Two decades after Iran's Islamic Revolution scrambled political and religious landscapes of the Middle East and of Muslim states beyond, Arash Farouhar, 30, the son of Iranian dissidents who were stabbed to death late last year, offered a glimpse into the unresolved and heroic struggle for freedom and democracy in his country.
His father, Daryush Farouhar, a lawyer and secretary general of the opposition Iran National Party, and his activist mother, Parvaneh, were assassinated Nov. 22. They were victims of a wave of killings and kidnappings -- which moderate government leaders have blamed on extremist security and intelligence elements in the regime -- that was aimed at paralyzing a growing challenge to the legitimacy of Islamic rule.
Arash Farouhar, who lives in exile in Germany, said he is touring the
United States to call for an international nongovernmental group to investigate
the killings. The Tehran government has acknowledged that elements of its
security apparatus were implicated in the terror campaign and has called
for an investigation, but no one has been named, charged or brought to
justice, Farouhar said in an interview Monday. A cleric close to President
Mohammed Khatemi who was sent to express condolences to the family told
the young Farouhar that international pressure" was needed because
"Khatemi cannot do it alone." A commission assigned by Khatemi to investigate
the killings announced recently that "the motivation was not political."
That infuriated students and
activists who say that failure to identify the culprits will discourage
intellectuals and encourage a "reign of terror."
"Those . . . who expected to improve the establishment were suppressed
by the very same establishment," Daryush Farouhar said in an interview
three weeks before his death. A week later, he wrote in an underground
journal that Khatemi was "distancing himself from what he has promised
as days go by. Expecting something from him is a major deviation from the
path we must follow."
At the Farouhars' funeral in Tehran, which drew more than 100,000 people,
one mourner went down on his knees facing the freshly dug grave and away
from Mecca, Arash Farouhar recalled. Daryush Farouhar, who had
fired the imagination of young Iranians, had been stabbed 11 times
in the chest and placed on a chair facing the qiblah -- the point to which
Muslims turn to face Mecca when they kneel in prayer.
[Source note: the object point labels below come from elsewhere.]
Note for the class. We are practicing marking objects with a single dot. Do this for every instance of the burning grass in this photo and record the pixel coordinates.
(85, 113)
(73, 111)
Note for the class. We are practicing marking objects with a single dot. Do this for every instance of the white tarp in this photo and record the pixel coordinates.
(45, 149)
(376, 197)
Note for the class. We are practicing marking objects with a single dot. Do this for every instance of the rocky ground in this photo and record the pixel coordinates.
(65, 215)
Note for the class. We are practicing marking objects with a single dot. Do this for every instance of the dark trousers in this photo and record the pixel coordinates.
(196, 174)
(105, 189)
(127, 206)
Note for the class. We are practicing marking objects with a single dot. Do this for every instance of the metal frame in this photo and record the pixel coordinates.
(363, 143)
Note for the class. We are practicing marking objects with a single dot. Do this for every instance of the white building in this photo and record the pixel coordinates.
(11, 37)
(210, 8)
So the mourner, turning
his back to Mecca, declared: "They said they killed you and directed you
toward the qiblah. You are my qiblah."
Students, who formed protective chains around Arash Farouhar when he
came for his parents' burial, told him that the time will come when Khatemi
must choose between the rule of clerics and of the people. "I
don't want to defend Khatemi, and I don't want to condemn him," Farouhar
said. "He will only make a difference when he puts his life on the line."